Published on the centenary of the start of the First World War, the newspaper report told the story of the sad death of David Clapson, a former British soldier who had served in Northern Ireland: “David Clapson was found dead last year after his benefits were stopped on the grounds that he wasn’t taking the search for work seriously. He had an empty stomach, and just £3.44 to his name.”

The Guardian describes the tragic events leading up to the lonely and needless death of Mr Clapson: “We know that David Clapson was actively searching for work when he died because a pile of CVs he had just printed out was found a few metres from his body. The last time he spoke to his sister, a few days before he died, he told her he was waiting to hear back about an application he had made to the supermarket chain Lidl.

“But officials at the Jobcentre believed he was not taking his search for work seriously enough, and early last July, they sanctioned him – cutting off his benefit payments entirely, as a punishment for his failure to attend two appointments. Clapson, 59, who had diabetes, died in his flat in Stevenage on 20 July 2013, from diabetic ketoacidosis (caused by an acute lack of insulin).

“When Gill Thompson, his younger sister, discovered his body, she found his electricity had been cut off (meaning that the fridge where he kept his insulin was no longer working). There was very little left to eat in the flat – six tea bags, an out-of-date tin of sardines and a can of tomato soup. His pay-as-you-go mobile phone had just 5p credit left on it and he had only £3.44 in his bank account. The autopsy notes reveal that his stomach was empty.”

I was very disturbed by this story and also by the malicious actions of the Department for Work and Pensions in stopping the benefit payments to David Clapson in his hour of need. This was someone who had already paid into the fund and now needed some of the money back in his hour of need. How could this possibly be legal? Is this not extortion of money from a citizen by the British state?

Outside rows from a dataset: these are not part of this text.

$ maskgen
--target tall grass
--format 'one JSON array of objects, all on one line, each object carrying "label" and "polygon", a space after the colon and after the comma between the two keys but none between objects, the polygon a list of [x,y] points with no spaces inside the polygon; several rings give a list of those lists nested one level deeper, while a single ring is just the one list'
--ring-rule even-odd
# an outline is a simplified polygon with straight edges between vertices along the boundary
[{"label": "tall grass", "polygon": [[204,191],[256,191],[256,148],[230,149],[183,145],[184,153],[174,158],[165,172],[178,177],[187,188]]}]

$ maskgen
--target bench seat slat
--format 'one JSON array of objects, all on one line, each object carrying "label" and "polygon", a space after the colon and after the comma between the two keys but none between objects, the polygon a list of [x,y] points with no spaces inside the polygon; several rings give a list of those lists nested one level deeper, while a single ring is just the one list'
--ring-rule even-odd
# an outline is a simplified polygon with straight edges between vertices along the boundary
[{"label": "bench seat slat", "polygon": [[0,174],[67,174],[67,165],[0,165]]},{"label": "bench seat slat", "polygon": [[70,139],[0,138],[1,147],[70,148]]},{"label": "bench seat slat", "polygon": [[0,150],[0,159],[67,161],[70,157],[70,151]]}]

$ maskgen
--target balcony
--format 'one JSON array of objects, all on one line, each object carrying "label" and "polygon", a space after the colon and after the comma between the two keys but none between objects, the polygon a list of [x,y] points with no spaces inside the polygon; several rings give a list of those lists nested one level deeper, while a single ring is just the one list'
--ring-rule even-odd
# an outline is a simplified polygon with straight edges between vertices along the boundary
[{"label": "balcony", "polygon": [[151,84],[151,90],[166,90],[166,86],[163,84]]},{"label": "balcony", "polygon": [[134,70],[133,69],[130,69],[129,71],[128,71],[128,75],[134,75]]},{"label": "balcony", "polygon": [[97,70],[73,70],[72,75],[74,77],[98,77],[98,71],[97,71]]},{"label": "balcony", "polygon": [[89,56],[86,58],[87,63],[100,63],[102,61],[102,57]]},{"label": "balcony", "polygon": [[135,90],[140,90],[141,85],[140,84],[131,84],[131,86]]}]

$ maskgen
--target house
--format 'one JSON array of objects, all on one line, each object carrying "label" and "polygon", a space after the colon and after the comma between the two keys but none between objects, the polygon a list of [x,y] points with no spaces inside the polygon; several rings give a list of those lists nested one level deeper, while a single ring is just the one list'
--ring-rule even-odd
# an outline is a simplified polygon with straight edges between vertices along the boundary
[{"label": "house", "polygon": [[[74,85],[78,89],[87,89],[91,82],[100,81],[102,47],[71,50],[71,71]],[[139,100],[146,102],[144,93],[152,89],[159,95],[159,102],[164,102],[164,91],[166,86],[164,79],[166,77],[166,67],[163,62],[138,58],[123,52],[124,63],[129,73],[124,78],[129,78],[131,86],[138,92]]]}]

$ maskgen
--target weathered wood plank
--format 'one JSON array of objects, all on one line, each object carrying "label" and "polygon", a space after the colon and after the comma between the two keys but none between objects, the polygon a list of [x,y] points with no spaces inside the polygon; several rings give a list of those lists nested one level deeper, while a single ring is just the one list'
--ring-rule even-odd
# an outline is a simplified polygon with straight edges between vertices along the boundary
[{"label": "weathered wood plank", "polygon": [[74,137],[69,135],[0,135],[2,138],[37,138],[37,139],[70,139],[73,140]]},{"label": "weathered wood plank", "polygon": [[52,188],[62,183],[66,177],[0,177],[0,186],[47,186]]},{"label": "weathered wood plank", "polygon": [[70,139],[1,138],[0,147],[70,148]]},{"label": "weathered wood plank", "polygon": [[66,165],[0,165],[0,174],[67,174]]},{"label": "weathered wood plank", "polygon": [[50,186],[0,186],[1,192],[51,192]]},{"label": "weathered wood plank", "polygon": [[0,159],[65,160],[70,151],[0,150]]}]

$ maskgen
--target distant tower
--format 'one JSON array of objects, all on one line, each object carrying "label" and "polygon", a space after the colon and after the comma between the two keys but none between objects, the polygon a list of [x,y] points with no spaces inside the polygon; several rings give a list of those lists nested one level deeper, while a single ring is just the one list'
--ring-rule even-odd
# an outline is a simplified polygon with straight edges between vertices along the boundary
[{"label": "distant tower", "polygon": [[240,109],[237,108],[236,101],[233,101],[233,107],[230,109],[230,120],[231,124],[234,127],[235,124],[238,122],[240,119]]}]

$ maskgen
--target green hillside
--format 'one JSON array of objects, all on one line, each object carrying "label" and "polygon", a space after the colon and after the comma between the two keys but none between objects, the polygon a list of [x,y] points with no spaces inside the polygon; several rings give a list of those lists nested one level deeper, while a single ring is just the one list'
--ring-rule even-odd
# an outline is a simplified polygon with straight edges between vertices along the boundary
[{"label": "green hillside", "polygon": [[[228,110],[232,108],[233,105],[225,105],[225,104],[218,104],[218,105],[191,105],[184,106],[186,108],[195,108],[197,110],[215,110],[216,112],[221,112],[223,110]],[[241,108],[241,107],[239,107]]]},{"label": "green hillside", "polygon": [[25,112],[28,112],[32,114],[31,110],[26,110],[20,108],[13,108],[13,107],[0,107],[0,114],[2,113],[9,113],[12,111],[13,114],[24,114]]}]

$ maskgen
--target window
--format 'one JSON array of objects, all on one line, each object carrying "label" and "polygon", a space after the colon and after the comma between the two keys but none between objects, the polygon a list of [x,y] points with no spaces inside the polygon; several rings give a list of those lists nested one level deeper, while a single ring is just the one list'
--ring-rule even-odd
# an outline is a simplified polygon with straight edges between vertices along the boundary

I was sufficiently concerned to contact my representative, Jim Murphy MP, and sent him the following letter by e-mail on 4 August 2014:

Dear Mr Murphy

I was extremely concerned to read in today’s papers, on the centenary of the start of the First World War, that a former British serviceman, David Clapson, had been found dead last year after his benefits were stopped on the grounds that he was not taking the search for work seriously. This was later found out to be not the case.

I would like you to ask a question in Parliament about the legal validity of stopping benefits to people. The said individual had paid national insurance contributions all his life – like many others facing the same fate up and down the country today. I daresay that their parents and grandparents also did the same. So how can it possibly be legal for the Department for Work and Pensions to withhold this money as part of the social contract? This sounds to me like confiscation of money by the state.

I would like to know the exact legal standing for a government department being allowed to withhold money from individuals who have been found to have faithfully paid into the system over many years. As my representative, I request that you put this question directly to the relevant minister in Parliament.

Jim Murphy refused.

But I was giving a Labour MP, a member of HM Opposition, ammunition to score political brownie points over a supposedly rival party! Even if Jim Murphy secretly agreed with the state persecution of David Clapson, as I am sure he does, at least he could say that he was “only acting on behalf of a constituent” in raising this matter in Parliament.

The fact that my Labour MP actively refused to even speak up in such an important matter as the sad death of a British soldier, for fear of damaging a Conservative minister (the nationally reviled Iain Duncan Smith), proves beyond doubt that the Conservative Party and Labour Party are, indeed, “two cheeks of the same arse” – and that arse is our faux Westminster parliament pedalling the myth of a two-party system.